MiningWatch Canada held its Annual General Meeting (only our second) in Sudbury, March 2nd and 3rd.
The meeting started with a forum to discuss the recently-ended Falconbridge strike, involving representatives of CAW/Mine Mill Local 598 as well as various community organizations. Key elements of the discussion included the effects of Falconbridge's acquisition by Noranda/Brascan, and the use of ore from the Raglan mine to help scab the strike and keep the smelter running. The global reach of the company contrasted with the strong community support that enabled the union to survive the strike.

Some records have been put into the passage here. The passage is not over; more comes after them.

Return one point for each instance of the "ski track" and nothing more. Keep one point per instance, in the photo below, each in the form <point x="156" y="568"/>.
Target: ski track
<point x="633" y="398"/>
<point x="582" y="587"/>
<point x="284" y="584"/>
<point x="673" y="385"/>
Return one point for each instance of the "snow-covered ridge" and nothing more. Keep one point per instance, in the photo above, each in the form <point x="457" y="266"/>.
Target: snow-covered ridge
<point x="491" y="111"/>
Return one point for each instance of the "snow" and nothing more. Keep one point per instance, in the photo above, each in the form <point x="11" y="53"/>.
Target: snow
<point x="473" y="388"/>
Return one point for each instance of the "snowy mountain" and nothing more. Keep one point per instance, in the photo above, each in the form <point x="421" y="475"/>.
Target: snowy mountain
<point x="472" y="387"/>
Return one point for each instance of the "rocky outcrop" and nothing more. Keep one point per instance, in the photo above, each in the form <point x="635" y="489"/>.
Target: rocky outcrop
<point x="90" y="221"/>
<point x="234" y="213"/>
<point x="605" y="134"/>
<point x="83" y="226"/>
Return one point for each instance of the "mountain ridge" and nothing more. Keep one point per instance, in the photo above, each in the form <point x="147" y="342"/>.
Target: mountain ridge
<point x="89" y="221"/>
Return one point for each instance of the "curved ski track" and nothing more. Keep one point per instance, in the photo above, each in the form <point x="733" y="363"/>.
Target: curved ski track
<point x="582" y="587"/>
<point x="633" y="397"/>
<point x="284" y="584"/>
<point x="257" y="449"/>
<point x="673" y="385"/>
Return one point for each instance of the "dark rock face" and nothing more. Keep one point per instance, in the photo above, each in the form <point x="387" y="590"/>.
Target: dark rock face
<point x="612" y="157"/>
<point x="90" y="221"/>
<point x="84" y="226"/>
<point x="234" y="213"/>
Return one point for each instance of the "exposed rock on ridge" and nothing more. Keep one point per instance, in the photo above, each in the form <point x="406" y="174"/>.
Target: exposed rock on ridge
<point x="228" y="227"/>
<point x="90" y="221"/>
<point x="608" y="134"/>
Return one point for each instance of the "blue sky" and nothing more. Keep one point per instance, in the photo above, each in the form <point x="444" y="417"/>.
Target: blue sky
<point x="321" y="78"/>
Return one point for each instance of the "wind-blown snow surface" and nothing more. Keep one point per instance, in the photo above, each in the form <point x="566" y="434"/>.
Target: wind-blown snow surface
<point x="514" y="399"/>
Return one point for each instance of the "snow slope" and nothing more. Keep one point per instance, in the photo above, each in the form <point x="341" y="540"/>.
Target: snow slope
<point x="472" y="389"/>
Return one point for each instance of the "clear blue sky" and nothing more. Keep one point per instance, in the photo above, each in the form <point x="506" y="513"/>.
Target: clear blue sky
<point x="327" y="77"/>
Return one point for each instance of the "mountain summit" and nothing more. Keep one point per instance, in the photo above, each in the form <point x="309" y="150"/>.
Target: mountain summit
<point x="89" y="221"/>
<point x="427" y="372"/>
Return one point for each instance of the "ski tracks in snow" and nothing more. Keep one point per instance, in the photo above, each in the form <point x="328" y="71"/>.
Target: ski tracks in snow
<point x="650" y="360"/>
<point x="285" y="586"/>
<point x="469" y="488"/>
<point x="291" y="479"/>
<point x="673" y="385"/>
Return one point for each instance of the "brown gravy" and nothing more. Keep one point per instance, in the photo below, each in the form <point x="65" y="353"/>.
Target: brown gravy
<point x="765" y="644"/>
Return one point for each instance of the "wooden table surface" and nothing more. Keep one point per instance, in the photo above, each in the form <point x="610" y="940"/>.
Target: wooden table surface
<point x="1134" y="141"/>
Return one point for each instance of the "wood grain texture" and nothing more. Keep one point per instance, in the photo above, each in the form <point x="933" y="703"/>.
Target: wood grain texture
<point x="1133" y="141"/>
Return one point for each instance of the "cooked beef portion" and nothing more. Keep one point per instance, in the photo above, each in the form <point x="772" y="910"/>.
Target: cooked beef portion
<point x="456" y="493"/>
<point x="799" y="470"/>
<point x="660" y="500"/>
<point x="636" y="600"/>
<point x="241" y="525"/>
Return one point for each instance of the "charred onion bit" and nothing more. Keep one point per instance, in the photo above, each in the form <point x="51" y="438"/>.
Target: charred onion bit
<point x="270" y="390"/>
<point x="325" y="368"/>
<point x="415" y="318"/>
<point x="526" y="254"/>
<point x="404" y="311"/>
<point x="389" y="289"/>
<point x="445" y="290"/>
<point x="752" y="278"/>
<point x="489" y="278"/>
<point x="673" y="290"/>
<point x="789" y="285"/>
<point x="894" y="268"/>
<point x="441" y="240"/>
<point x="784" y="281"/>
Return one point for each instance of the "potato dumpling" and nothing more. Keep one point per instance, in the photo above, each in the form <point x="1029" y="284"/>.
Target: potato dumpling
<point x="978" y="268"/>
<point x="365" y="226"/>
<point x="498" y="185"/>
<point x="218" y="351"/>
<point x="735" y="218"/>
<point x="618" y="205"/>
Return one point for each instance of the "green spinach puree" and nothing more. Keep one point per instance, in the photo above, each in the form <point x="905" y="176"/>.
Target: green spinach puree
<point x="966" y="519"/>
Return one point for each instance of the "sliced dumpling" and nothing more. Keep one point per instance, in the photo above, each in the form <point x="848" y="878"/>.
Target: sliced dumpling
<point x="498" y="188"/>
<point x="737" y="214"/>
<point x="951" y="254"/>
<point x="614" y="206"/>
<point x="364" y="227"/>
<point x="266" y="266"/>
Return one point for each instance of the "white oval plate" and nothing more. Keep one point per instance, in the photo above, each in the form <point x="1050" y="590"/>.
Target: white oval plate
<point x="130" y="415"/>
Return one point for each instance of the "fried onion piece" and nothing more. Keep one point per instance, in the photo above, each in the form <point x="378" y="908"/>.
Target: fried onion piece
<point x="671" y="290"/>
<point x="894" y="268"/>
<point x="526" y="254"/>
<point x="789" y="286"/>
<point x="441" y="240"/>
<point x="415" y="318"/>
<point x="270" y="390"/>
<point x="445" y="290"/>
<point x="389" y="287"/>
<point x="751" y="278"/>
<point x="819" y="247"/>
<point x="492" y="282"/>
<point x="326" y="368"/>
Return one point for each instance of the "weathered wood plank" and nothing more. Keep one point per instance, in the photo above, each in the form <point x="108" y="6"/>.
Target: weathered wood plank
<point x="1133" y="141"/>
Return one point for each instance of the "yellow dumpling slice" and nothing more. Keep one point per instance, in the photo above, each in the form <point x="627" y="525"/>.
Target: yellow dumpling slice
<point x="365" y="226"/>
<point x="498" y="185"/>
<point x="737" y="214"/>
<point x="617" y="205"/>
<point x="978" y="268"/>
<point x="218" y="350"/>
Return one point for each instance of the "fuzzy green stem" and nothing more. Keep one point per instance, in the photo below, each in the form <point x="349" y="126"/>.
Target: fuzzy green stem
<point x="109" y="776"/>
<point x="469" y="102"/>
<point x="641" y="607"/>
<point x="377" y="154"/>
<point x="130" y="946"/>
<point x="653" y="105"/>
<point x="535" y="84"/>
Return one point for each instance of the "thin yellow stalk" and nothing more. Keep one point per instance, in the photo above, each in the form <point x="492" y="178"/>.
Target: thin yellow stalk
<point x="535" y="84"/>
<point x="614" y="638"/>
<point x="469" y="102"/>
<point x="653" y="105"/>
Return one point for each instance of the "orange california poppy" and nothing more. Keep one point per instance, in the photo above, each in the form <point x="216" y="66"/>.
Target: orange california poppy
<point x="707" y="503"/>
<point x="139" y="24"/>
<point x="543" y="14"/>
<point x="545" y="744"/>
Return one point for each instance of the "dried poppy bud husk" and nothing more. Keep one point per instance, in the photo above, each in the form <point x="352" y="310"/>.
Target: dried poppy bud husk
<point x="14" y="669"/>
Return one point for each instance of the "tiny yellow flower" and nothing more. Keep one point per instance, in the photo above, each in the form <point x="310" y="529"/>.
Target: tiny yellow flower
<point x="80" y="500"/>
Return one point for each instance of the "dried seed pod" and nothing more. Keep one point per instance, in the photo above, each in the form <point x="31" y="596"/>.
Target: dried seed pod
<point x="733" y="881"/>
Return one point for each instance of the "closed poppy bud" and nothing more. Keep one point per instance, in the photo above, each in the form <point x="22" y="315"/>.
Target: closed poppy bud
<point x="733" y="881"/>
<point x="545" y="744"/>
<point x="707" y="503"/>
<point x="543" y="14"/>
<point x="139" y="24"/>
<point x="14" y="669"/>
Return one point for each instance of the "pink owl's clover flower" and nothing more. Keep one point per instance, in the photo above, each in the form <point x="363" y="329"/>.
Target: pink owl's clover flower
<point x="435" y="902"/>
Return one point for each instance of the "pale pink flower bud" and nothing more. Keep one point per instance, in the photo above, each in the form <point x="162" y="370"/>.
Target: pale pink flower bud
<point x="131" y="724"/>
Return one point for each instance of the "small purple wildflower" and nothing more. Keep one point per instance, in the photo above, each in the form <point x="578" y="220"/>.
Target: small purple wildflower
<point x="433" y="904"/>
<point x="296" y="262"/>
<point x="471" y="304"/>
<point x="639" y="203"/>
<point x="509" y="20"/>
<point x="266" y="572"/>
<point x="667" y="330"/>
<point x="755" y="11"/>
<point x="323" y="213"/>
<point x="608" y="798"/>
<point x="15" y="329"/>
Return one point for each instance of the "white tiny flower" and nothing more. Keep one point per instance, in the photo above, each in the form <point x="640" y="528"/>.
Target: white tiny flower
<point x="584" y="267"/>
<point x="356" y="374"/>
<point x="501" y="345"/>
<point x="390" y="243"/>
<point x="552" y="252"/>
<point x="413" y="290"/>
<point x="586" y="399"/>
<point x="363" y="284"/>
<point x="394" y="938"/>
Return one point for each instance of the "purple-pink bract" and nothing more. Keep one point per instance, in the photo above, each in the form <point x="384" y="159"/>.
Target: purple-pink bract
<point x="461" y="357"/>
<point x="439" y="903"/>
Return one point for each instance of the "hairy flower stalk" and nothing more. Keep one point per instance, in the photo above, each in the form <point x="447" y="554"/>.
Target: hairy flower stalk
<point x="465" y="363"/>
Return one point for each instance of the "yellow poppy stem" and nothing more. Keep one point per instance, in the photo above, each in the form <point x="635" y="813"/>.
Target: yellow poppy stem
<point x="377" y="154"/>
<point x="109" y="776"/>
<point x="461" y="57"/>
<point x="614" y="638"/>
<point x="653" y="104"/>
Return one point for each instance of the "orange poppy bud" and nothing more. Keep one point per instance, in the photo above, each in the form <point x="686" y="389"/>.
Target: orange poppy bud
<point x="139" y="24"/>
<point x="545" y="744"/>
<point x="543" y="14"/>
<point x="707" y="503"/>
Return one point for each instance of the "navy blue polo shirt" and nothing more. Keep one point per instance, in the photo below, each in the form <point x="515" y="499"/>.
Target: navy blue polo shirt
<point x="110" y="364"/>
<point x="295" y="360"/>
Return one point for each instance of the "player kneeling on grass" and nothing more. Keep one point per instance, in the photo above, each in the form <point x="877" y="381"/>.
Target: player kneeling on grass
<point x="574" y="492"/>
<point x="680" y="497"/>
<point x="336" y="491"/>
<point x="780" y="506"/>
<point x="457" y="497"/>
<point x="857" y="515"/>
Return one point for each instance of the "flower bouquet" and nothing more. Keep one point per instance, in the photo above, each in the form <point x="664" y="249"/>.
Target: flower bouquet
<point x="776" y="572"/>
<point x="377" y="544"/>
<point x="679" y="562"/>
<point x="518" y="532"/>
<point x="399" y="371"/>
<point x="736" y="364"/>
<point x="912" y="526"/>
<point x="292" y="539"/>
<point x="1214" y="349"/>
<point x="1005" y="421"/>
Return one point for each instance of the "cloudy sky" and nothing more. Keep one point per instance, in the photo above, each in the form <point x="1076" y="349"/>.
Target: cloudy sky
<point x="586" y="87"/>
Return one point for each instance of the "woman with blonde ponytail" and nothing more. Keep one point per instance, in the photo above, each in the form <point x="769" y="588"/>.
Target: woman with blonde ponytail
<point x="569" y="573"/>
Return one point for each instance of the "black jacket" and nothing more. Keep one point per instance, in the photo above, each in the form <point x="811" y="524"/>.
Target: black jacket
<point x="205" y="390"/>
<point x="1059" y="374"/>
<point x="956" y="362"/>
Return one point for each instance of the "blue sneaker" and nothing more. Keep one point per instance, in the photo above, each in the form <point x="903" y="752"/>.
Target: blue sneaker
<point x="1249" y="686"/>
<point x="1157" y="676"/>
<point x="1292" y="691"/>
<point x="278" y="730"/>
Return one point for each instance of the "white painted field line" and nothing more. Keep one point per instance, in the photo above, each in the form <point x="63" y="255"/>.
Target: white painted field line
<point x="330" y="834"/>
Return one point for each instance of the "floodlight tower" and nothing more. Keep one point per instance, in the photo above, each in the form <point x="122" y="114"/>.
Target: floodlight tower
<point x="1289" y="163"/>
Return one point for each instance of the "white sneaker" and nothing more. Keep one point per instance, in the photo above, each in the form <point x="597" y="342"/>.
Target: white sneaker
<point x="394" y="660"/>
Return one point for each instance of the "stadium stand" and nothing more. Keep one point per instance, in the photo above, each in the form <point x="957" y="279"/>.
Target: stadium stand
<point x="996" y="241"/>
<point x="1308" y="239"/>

The following day, after a short and efficient business meeting, about three dozen people (including MiningWatch members and directors) took part in workshops on Mining and Health. The speakers at the morning session were Chief Earl Commanda of the Serpent River First Nation and Dr. David Leadbeater of the Elliot Lake Tracking Study, on the theme "For Better or Worse: Mining, Communities and the Multinationals". They talked about their experience in mining communities and the communities relationships to the multinationals which shadow and shape them, as well as relationships within the community itself, exploring themes of power, powerlessness and power-sharing.
The afternoon's session, entitled "Watchful Eyes and Willing Hands: Mine Monitoring on the Front Lines" included presentations by the Steelworkers Nancy Hutchinson on the "Internal Responsibilty System" that is being implemented in Ontario mines, and her hopes that it will not fail, as a similar system did at Westray; by Sarah Johnnie and Vera Sterriah on community monitoring in Ross River and Little Salmon Carmacks, Yukon; and by Lorilee McGregor of the EAGLE project on working with First Nations around the Great Lakes on monitoring and fish consumption awareness.
Discussion on these topics was frank and energetic, leaving participants feeling better informed and better prepared to continue their work in their communities.